Overal in de media hebben we de laatste tijd berichten gezien over hoe 2014 het jaar van het herstel van de Nederlandse economie is. Als we dit moeten geloven, gaat het vanaf nu geleidelijk beter en is de crisis straks verleden tijd. Maar is de crisis wel over?
De crisis die in 2008 begon, heeft Nederland hard geraakt. De eerste jaren leek de schade wel mee te vallen, doordat de omvallende banken gered werden met miljardensteun, maar het effect van deze steun was een enorm begrotingstekort. Kabinetten-Rutte I en II probeerden vervolgens dit tekort weg te werken door miljarden euro’s aan bezuinigingen en lastenverzwaringen, maar tevergeefs. Het effect was dat tussen 2009 en 2013 het reële inkomen met 9% gedaald is, wat de consumptie flink heeft beperkt en zo de crisis heeft verergerd. De gevolgen hiervan zijn een stijging van de armoede (van 5,5% in 2008, naar 7,6% in 2013), werkloosheid (van 3,8% in 2008 naar 8,5% eind 2013) en hypotheekschuld (huishoudens hebben nu meer schulden dan vermogen).

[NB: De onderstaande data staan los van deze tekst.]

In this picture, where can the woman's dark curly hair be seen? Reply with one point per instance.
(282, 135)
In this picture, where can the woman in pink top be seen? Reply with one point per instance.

Nu leest men overal dat de crisis praktisch over is. Hoewel licht herstel niet uitgesloten is, zijn deze berichten meer wens dan werkelijkheid. Zo kwam het UWV 6 februari met de voorspelling dat er 66.000 banen verloren gaan in 2014. Dit volgt op een verlies van 134.000 banen in 2013. Hoewel een lichte groei inderdaad officieel een herstel is, is een herstel zonder nieuwe banen (een ‘jobless recovery’, zoals men in de VS zegt) voor de werkende klasse een inhoudsloze frase. De vraag is dan ook, wiens herstel is dit? Het is in ieder geval geen herstel voor de werkende klasse.
De export
De voorspellingen zijn gebaseerd op de verwachtingen van de Nederlandse export. Het Nederlandse kapitalisme is traditioneel gericht op de export, voornamelijk naar Duitsland en andere Europese landen. Sinds de jaren ’80 gaat dit samen met de pavlovreactie dat als het economisch iets minder gaat, dat altijd veroorzaakt zou worden door de hoge loonkosten, en er dus loonmatiging nodig is. Om de consumptie toch op peil te houden en te laten stijgen, is er jarenlang gebruik gemaakt van goedkoop krediet, vooral hypotheken. Van een middel om de welvaart kunstmatig op te krikken, zijn de hypotheken op dialectische wijze veranderd in een blok van schulden om het been van vele huishoudens. Dit beperkt nu de consumptie en zo het herstel van de economie, wat tot verder baanverlies leidt. De arbeidersklasse plukt nu de zure vruchten van de door de werkgevers (met samenwerking van de vakbondsbureaucratie) opgelegde jarenlange loonmatiging. Vooral nu zij ook de dupe is van de vele bezuinigingen en lastenverzwaringen van de kabinetten-Rutte.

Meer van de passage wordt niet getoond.